In vitro reaction of MitoG with methylglyoxal and glyoxal. (A) The reactions between MitoG (100 μM) and 1,2-dicarbonyls (25 μM) at 37 °C were followed from the formation of the quinoxaline products at 345 nm. (B) Fluorimetric detection of the reaction between MitoG and methylglyoxal (40 μM each), and between MitoG and glyoxal (200 μM each), was done by monitoring the quinoxaline products at excitation and emission wavelengths of 344 and 433 nm, respectively. The changes in fluorescence caused by MQE and QE formation were quantified from calibration curves constructed by plotting fluorescence (excitation and emission wavelengths of 344 and 433 nm, respectively) against known amounts of either quinoxaline and were linear up to at least 20 µM.

Accumulation of MitoG within energized mitochondria

To be a mitochondria-selective probe for 1,2-dicarbonyls in cells and in vivo, the TPP moiety of MitoG should promote its uptake within mitochondria. We measured the uptake of MitoG by isolated mitochondria using an electrode selective for the TPP moiety of MitoG (Fig. 5). After addition of MitoG to calibrate the electrode response, subsequent addition of mitochondria led to a small decrease in MitoG concentration due to the expected adsorption of MitoG to unenergized mitochondria [38]. Addition of the respiratory substrate succinate generated a membrane potential and led to the substantial uptake of MitoG as shown by a decrease in the external concentration. Dissipation of the membrane potential with the uncoupler FCCP led to the release of MitoG from the mitochondria. The membrane potential-dependent uptake of MitoG into mitochondria was ~2 nmol/mg protein, which, assuming a mitochondrial matrix volume of 0.5 μl/mg protein [31], gives a concentration of MitoG within mitochondria of ~4 mM, whereas the external MitoG concentration was ~2 μM. This ~2000-fold accumulation of MitoG indicates that MitoG, like other TPP-conjugated compounds, is selectively accumulated by mitochondria in a membrane potential-dependent manner.

Fig. 5

Uptake of MitoG by isolated mitochondria. A TPP-selective electrode was placed in a stirred chamber at 37 °C containing 1 ml KCl buffer supplemented with 4 μg/ml rotenone. After calibration with five additions of 1 µM MitoG (arrowheads), RLM (1 mg protein/ml) were added, followed by 10 mM succinate and 500 nM FCCP where indicated. This trace is representative of three independent experiments.

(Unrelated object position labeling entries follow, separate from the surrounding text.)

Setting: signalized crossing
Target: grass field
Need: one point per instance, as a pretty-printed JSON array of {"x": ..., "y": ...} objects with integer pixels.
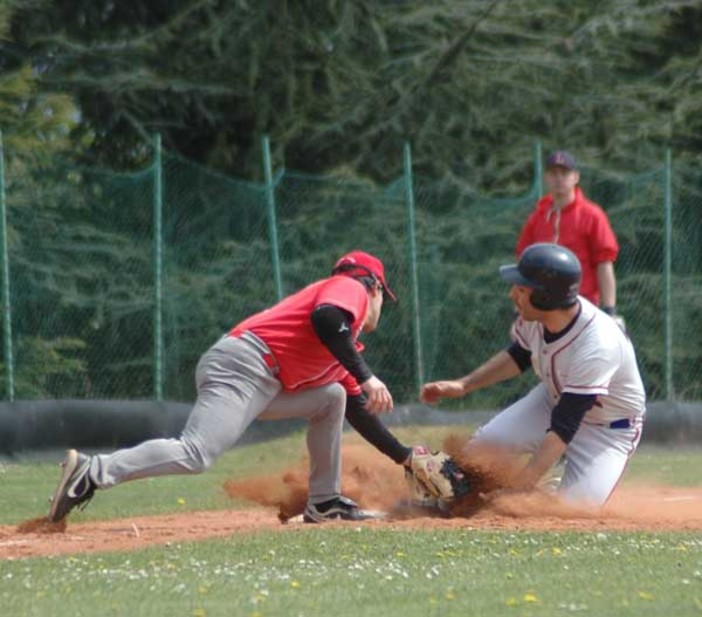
[{"x": 353, "y": 570}]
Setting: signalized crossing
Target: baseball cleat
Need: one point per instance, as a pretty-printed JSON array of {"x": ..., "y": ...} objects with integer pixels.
[
  {"x": 338, "y": 509},
  {"x": 75, "y": 487}
]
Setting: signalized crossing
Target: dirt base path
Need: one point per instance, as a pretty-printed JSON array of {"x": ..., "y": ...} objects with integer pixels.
[
  {"x": 655, "y": 509},
  {"x": 375, "y": 483}
]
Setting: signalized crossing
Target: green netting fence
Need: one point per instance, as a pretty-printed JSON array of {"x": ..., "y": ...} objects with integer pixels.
[{"x": 114, "y": 284}]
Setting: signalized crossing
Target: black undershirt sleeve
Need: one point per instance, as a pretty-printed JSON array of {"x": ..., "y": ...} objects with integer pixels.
[
  {"x": 521, "y": 356},
  {"x": 569, "y": 413},
  {"x": 373, "y": 430},
  {"x": 333, "y": 327}
]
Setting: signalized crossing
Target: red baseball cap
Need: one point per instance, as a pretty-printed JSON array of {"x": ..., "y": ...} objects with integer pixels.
[
  {"x": 359, "y": 263},
  {"x": 561, "y": 158}
]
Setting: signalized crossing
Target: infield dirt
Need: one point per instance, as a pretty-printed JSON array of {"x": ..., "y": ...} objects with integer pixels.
[{"x": 375, "y": 483}]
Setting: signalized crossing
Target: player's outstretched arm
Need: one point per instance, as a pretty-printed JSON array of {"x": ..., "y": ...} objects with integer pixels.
[{"x": 498, "y": 368}]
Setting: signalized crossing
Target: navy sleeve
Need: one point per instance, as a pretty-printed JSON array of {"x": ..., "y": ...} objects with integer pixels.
[
  {"x": 569, "y": 412},
  {"x": 373, "y": 430},
  {"x": 333, "y": 327}
]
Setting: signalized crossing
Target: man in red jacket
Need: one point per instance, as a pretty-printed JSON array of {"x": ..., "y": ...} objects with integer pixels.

For MitoG to be useful, it should not disrupt mitochondrial function or cause cell toxicity at the concentrations used. To test this we incubated MitoG with isolated mitochondria and assessed its effect on respiration under different conditions. At 5 μM MitoG there was a slight increase in proton leak as indicated by an increase in coupled respiration (Fig. 6A). This is expected as high levels of TPP cations within biological membranes eventually cause increased proton leak. In contrast, the oxidative phosphorylation complexes themselves were insensitive to MitoG up to 5 μM as there was no effect on phosphorylating respiration (Fig. 6B). MitoG only decreased the viability of C2C12 cells and BAECs at concentrations above 10 and 50 μM, respectively (Figs. 6C and D). To assess the effect of MitoG on mitochondrial function within cells, we measured the OCR using a Seahorse XF24 flux analyzer (Figs. 6E–H). Concentrations of MitoG above 10 μM slightly decreased the OCR owing to ATP synthesis, and lower concentrations in the range 2–5 µM showed a trend toward an increased OCR due to proton leak and a decreased respiratory reserve capacity. Therefore, we routinely used a MitoG concentration of 2 μM for most cell experiments.

Fig. 6

Effects of MitoG on mitochondrial and cell function. (A, B) RLM respiring on glutamate/malate at 37 °C were incubated with various concentrations of MitoG for 7 min in an oxygen electrode (A) to measure coupled respiration before ADP was added (B) to measure phosphorylating respiration. Data are the percentage of the respiration rates of untreated controls (dashed lines). (C, D) (C) C2C12 cells or (D) BAECs were incubated with MitoG for 24 h and cell survival was then determined using the MTS assay. Data are expressed as a percentage of the untreated controls (dashed line). (E–H) BAECs were incubated with MitoG for 2 h at 37 °C and the cellular oxygen consumption rate (OCR) after the sequential additions of oligomycin, FCCP, and antimycin A/rotenone was then measured using a Seahorse XF24 analyzer. (E) OCR due to ATP synthesis, (F) OCR due to proton leak, (G) reserve capacity, and (H) nonmitochondrial oxygen consumption. Results are means±SE of three independent experiments. ⁎P<0.05 or ⁎⁎P<0.01 relative to untreated controls.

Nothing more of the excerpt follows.